Make yourself a shopping list and price stuff out. Company's have sales all the time so try not to buy anything full priced. 

The basics: Bike, Helmet, Shoes, Water Bottles, Cages, Jersey, Padded Shorts, Arm Warmers, Leg Warmers, Extra Tubes, Air Cartridges, Levels, Lube.

First thing you need to do when you get your bike is learn how to change a tire. That is very important. When you learn to clipin and out of your pedals - do it on the grass. 

Good luck!


----------



## wakozacho (Nov 21, 2009)

180 said:


> If you plan on racing at all I would go with carbon. It sounds like you're motivated and I think having great gear will help keep you motivated.

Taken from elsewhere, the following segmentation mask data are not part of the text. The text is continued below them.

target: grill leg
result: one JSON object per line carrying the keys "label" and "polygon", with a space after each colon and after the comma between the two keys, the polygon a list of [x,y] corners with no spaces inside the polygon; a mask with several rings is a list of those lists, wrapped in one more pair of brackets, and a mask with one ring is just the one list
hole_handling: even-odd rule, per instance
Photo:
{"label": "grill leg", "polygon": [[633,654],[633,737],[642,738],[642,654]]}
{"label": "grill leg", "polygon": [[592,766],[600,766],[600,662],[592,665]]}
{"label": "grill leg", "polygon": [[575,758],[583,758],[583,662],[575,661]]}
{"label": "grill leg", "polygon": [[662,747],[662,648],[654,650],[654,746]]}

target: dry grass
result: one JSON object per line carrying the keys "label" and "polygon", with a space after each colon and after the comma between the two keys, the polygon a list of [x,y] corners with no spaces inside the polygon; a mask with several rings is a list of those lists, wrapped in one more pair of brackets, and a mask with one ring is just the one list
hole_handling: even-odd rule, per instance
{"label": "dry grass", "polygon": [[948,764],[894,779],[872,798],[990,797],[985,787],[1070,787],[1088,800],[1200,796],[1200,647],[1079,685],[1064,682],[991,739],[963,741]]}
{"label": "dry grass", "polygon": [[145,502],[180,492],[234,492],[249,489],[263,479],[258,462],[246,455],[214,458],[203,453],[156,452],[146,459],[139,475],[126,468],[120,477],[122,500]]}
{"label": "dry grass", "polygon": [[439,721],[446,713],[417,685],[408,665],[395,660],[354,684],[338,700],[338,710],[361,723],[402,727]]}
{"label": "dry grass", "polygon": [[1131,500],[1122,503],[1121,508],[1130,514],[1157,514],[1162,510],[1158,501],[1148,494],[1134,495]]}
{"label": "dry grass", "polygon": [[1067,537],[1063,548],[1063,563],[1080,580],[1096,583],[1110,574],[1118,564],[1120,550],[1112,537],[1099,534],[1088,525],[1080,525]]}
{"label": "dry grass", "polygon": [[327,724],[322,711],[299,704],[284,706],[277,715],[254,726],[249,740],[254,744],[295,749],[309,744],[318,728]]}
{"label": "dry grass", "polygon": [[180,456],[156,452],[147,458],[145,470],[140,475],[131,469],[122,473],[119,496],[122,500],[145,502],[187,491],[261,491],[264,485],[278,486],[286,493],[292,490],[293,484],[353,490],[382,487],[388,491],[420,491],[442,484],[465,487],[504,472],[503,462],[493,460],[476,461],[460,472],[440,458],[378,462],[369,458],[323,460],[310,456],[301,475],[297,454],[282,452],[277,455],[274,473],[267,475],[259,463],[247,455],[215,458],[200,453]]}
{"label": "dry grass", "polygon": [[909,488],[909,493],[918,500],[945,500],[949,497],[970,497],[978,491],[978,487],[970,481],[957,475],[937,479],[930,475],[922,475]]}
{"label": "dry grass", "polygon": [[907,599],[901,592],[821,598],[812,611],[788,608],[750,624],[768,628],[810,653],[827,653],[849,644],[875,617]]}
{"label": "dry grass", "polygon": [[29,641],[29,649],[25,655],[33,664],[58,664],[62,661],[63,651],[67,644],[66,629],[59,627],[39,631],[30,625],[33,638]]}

I agree with everything 180 said except not necesarily about the carbon. The best carbon frame is certainly lighter and more compliant than the best alu frame, but don't automatically assume every carbon frame is better than every alu frame, especially if your budget puts you right on the border between alu and carbon. Look up reviews for your candidates (there are tons of them available online). If you think you do want to race, then you may indeed want to go with carbon, but just make sure it's not crappy carbon (I ride a carbon frame myself).


----------



## bongskie69 (Mar 21, 2010)

LMWEL said:


> I think my bike is a good example of what your looking for. It's a 2009 Giant Defy 2. It has a great aluminum frame and carbon fork with lower end wheels and components. But it only cost me $800 and the frame is worthy of whatever components I eventually decide to hang on it. Now it's time to listen to some guys argue that you might as well go strait to the full Carbon bike.
> P.S. I'm not suggesting you buy a bike like mine ,I just love to show it off . It's Awesome!!!


great! your bike is really awesome!


----------